In 1967, she organized the Douglas County History Roundtable. It was attended by 350 people. Many of the local historical societies sprang from this meeting.

The same year, she was appointed to the first Board of Trustees of the new library system. Shortly thereafter, she accepted a letter of commitment from Mr. and Mrs. Philip S. Miller for a donation of $25,000 for a new library building. (Nicky's son, Jay, recalls that in the heady weeks after this commitment, his mother lettered his lunch sack with the word "Miller!" instead of his own name.)

In 1968, the new Douglas County Library won the prestigious, national 23rd Annual John Cotton Dana Publicity Award "for winning community support for establishment of county library service in a sparsely populated area."

In 1969, Nicky served as President of the Board of Trustees, and helped organize "Douglas County on Parade." This home tour fundraiser was featured in most front-range newspapers, and became the premier social event of the county.

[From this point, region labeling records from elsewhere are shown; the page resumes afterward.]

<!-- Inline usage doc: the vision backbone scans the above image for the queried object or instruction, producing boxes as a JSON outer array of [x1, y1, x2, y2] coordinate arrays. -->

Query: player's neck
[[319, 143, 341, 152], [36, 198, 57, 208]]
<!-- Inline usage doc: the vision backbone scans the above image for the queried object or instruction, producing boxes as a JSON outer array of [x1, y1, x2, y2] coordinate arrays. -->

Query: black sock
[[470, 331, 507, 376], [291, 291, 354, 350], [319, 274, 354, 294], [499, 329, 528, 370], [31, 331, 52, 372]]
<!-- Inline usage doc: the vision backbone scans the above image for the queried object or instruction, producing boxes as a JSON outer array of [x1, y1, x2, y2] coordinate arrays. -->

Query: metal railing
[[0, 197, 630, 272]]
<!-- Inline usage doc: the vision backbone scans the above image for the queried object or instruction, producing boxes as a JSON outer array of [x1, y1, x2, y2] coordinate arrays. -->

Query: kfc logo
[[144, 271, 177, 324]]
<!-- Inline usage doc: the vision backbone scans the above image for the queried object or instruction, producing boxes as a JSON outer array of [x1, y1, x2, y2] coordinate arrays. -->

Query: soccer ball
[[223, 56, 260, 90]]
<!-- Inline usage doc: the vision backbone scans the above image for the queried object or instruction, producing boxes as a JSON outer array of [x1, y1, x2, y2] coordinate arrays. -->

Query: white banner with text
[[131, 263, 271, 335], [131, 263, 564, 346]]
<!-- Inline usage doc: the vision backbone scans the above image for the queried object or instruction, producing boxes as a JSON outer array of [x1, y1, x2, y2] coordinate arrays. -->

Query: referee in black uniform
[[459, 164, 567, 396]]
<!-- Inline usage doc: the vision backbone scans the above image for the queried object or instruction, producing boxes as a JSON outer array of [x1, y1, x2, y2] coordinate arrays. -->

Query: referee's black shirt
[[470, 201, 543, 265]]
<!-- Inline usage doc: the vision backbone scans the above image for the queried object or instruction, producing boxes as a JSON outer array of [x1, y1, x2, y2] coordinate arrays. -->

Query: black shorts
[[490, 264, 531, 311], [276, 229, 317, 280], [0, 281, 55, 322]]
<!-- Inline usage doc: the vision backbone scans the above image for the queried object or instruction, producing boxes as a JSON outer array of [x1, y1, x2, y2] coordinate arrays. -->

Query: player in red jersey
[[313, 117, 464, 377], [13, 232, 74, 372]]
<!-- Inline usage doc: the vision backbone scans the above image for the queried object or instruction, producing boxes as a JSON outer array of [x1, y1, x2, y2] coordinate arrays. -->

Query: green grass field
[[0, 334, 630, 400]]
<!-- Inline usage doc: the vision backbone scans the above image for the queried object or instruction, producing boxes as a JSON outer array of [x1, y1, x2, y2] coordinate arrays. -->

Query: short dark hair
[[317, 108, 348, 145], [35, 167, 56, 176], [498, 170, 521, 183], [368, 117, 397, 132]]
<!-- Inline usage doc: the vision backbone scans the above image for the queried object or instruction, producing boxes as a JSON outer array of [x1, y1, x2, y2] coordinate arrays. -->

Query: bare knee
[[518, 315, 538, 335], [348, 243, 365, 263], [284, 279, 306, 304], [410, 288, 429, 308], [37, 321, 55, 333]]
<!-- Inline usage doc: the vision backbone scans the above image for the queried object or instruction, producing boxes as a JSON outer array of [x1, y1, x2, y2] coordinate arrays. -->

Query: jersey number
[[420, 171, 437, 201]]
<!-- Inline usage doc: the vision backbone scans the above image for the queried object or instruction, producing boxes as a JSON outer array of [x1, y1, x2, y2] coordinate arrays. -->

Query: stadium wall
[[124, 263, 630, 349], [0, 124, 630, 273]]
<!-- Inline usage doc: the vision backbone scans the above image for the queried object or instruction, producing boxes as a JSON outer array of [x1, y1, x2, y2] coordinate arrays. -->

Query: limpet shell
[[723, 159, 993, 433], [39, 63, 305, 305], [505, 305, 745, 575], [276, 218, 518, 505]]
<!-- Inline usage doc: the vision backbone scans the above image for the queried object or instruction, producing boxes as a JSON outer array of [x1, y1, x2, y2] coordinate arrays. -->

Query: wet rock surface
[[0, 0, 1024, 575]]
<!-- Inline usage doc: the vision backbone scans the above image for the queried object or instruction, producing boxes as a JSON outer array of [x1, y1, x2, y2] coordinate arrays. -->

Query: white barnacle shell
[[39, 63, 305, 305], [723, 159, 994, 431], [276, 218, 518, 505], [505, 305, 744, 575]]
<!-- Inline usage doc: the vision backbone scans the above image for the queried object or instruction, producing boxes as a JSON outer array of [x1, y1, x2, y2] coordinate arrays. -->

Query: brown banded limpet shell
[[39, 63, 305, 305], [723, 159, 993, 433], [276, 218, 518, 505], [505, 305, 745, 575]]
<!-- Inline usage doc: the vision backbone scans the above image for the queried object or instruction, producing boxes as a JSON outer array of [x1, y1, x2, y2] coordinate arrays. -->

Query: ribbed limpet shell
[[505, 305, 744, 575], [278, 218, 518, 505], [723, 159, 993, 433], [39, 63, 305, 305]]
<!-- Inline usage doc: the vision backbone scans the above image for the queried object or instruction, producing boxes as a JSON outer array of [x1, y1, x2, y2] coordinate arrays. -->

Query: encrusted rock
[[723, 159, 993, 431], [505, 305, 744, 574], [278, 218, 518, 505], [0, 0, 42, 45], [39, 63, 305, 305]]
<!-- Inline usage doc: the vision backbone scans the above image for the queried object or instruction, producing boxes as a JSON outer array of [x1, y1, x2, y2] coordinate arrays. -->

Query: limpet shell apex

In 1972, she was honored for outstanding contributions by the Douglas County Friends of the Library, and completed her term on the Board of Trustees.

After this, Nicky and her four children left for Denver, where she worked at the Virginia Village Branch of the Denver Public Library. There, as Genevieve, she served as beloved colleague and mentor to many, many librarians. She also provided warm, intelligent service to tens of thousands of library patrons. Genevieve was the first to propose the now-thriving DPL docent program.

In 1994, the Douglas Public Library District and the Denver Public Library jointly nominated Genevieve Mead for the Colorado Library Association's Lifetime Achievement Award. She won. I had the honor of accompanying her to the stage, where some 600 librarians gave her a standing ovation and thunderous applause. She had earned it.

That's one of my special memories of Genevieve. The other was back in 1992, when the Douglas Public Library District invited her to a Local History celebration. Genevieve and I literally danced in the stacks, which I had always wanted to do, and she certainly deserved.

All of this, of course, is just one facet of a lovely and lively woman's very complex life. But like Mr. Miller, who also died in 1995, Genevieve Mead's contribution to library development in Douglas County was both extraordinary and absolutely pivotal.

She was greatly loved, even by those of us who knew her for a short time. My biggest regret is that I couldn't have known her longer.

The family has requested that memorials be sent to the Genevieve Nichols Mead Memorial Fund, c/o Denver Public Library, Development Department, 10 West 10th Avenue Parkway, Denver CO 80204. Gifts may be designated for either the Denver Public Library Children's Collection or the Philip S. Miller Library.